Called the X-50A Dragonfly, the unmanned air vehicle uses canard rotor/wing technology that is designed to allow the craft to take off and land like a helicopter and fly like a fixedwing aircraft.
The two-bladed main rotor spins when the craft is in helicopter mode and stops in mid-flight to function like a wing when it is in traditional aircraft mode.
In the latest test flight Friday at the U.S. Army’s Yuma Proving Ground in southwest Arizona, the technology demonstrator reached an altitude of about 20 feet and hovered for four minutes, Boeing said.
That followed a preparatory "pop up" flight on Nov. 4 lasting about 30 seconds, during which the aircraft stabilized briefly at 16 feet before landing.
The latest test flight met all of its objectives, said Clark Mitchell, manager of the program.
"This is a significant achievement toward validating the new stopped-rotor technology," he said.
The $40 million development program is a joint project of the Boeing Phantom Works, the company’s technology development group, and the Defense Advanced Research Projects Agency, the technology development arm of the U.S. Department of Defense.
Last week’s successful flight was especially heartening for the program’s engineers following the crash of the first Dragonfly prototype during a test flight on March 23, 2004, at the Yuma Proving Ground.
A subsequent investigation by Boeing and Defense Advanced Research Projects Agency identified the design of cross coupling of the rotor controls as the cause of the accident, which caused no injuries because the aircraft was being controlled from the ground.
Improvements were incorporated into the second prototype as the result of wind tunnel tests at Boeing’s helicopter works in Philadelphia earlier this year.
Among the changes were increased control power, new flight control software and installation of a flight data recorder, all of which were successfully demonstrated in last week’s flight, Mitchell said.

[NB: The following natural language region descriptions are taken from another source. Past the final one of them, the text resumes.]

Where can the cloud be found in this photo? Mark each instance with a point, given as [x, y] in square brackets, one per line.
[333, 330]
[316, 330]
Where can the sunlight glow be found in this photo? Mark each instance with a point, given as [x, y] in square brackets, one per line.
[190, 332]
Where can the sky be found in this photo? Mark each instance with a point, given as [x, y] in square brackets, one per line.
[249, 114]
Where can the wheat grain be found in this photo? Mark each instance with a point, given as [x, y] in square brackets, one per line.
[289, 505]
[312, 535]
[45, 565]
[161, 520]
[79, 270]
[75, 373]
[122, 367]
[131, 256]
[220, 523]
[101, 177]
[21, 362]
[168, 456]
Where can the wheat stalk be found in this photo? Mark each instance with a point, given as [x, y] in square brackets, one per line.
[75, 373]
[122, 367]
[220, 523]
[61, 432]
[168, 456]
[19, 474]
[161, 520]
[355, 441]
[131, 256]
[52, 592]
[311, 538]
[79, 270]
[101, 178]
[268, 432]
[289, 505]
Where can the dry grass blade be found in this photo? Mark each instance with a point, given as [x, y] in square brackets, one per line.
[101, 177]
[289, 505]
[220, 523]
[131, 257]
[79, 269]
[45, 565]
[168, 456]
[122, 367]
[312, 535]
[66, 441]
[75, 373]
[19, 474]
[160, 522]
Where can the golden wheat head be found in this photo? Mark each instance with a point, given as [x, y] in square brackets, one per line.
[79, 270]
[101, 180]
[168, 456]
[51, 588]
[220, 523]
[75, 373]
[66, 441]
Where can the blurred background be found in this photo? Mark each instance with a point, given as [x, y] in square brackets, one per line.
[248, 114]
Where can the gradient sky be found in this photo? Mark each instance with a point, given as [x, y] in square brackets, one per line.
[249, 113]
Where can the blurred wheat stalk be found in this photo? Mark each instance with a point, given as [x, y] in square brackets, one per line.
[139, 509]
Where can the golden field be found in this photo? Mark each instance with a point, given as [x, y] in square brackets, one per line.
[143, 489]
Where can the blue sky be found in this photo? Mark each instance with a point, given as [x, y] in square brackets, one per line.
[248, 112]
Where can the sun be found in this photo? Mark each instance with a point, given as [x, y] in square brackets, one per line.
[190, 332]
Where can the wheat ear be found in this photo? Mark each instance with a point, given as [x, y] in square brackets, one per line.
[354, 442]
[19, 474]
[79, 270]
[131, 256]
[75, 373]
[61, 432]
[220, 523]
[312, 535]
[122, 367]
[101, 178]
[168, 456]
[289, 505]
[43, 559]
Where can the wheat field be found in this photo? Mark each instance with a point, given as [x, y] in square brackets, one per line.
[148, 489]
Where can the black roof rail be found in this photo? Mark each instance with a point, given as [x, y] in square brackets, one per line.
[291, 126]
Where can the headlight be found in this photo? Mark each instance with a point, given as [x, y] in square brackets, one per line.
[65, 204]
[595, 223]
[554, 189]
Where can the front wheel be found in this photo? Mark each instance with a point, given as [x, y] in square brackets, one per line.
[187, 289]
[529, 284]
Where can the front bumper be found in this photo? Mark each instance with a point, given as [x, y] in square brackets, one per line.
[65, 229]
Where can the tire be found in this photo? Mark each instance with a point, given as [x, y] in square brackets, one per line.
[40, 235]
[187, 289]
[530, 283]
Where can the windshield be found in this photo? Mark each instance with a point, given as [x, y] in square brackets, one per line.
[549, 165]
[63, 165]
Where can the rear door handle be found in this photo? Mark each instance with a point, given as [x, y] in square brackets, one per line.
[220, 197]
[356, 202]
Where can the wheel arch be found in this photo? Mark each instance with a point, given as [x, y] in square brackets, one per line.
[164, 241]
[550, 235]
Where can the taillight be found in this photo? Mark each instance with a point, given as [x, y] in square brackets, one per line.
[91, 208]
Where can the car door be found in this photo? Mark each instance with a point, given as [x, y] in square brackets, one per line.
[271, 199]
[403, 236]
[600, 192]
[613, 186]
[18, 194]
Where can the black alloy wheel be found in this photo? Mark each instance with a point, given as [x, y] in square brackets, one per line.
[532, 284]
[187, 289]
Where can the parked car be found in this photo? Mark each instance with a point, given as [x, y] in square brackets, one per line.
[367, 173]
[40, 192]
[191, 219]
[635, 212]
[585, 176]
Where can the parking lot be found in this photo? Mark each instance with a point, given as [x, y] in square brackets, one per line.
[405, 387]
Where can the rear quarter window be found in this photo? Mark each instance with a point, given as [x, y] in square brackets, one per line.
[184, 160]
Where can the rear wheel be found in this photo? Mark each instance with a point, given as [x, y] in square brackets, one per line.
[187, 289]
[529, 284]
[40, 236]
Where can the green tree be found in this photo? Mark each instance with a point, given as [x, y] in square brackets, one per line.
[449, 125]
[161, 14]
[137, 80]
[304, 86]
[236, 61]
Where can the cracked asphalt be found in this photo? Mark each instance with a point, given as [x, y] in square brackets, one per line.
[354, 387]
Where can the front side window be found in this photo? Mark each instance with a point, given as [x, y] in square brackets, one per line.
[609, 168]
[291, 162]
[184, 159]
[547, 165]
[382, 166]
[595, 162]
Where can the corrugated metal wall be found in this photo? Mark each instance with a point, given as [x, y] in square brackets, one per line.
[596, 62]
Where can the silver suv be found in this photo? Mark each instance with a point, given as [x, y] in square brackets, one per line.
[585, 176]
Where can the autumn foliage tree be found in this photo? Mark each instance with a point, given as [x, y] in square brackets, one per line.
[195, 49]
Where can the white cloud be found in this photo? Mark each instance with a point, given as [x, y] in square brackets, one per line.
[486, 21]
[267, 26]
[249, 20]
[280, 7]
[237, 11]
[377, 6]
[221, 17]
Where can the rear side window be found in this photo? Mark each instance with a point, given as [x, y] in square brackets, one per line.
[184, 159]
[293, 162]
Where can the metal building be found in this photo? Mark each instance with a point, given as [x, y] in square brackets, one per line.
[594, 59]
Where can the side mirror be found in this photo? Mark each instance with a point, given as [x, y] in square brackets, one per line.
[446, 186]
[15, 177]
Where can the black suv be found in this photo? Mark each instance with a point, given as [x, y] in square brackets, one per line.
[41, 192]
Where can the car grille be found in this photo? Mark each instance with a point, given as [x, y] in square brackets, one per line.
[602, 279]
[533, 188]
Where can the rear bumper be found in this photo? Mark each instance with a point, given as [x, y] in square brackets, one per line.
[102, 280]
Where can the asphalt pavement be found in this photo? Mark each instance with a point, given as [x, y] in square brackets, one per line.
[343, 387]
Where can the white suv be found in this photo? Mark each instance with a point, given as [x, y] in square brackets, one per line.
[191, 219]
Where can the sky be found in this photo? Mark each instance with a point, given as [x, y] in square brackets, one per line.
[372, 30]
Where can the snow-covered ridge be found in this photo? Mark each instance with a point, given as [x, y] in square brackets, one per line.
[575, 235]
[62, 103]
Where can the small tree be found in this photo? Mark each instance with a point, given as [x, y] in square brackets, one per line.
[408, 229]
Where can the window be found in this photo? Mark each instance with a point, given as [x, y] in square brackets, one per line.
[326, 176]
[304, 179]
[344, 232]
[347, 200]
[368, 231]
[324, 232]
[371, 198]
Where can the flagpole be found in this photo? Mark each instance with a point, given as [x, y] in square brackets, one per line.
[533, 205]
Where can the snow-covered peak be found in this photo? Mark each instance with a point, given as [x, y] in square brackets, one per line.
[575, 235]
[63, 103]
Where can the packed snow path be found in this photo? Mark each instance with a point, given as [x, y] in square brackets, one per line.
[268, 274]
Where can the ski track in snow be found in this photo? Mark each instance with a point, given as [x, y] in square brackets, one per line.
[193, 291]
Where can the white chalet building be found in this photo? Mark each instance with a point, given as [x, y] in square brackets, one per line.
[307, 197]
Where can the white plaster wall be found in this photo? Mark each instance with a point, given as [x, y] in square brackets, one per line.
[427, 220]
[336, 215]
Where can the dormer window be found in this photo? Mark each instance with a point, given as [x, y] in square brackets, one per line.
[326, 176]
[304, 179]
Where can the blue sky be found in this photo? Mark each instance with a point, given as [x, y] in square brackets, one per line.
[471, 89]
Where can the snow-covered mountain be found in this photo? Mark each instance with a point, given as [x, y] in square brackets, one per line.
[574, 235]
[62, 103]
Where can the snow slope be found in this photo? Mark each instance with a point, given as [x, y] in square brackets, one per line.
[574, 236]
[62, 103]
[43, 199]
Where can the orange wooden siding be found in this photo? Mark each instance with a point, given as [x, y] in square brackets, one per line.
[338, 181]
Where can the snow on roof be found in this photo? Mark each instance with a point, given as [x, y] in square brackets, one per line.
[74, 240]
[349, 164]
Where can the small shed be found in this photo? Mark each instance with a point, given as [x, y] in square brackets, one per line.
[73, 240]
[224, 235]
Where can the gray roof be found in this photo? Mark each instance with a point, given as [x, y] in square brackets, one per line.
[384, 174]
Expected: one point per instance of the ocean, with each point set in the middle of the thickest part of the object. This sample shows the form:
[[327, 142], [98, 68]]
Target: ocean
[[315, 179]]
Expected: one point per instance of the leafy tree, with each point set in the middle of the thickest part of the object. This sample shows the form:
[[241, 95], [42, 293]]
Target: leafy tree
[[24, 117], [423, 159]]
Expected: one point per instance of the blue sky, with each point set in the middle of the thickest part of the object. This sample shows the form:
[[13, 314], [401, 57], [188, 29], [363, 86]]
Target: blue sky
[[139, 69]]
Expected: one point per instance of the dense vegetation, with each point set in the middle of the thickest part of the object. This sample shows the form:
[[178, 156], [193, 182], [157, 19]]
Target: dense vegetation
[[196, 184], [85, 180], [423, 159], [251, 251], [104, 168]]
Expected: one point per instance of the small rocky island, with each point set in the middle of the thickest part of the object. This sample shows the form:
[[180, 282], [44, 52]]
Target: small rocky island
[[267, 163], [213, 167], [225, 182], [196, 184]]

"The most significant objective met was verification that software
compensation effectively reduces the rotor control issue we were having," he said. Eleven more test flights are scheduled through at least the first quarter of next year.
The Dragonfly will gradually perform more extensive hover flights, then forwardmoving rotary flights and finally convert from rotary to fixed-wing operation in-flight.
The 17-foot-long demonstrator is powered by a single turbofan jet engine. During rotary flight, the engine’s exhaust is diverted into the main rotor blades and exits through small nozzles in the rotor tips, causing the blades to spin rapidly.
After the machine is airborne, the exhaust is diverted through a nozzle at the back of the plane, propelling it forward. The conversion requires the main rotor to stop turning in flight and lock in place to become a fixed wing, allowing faster speeds.
An in-flight conversion won’t be attempted until the last one or two flights in the series, said Boeing spokesman Doug Kinneard. "The objective is to get to that point. Then the test program is over," he said.
The technology could eventually be used for aerial surveillance and other military missions.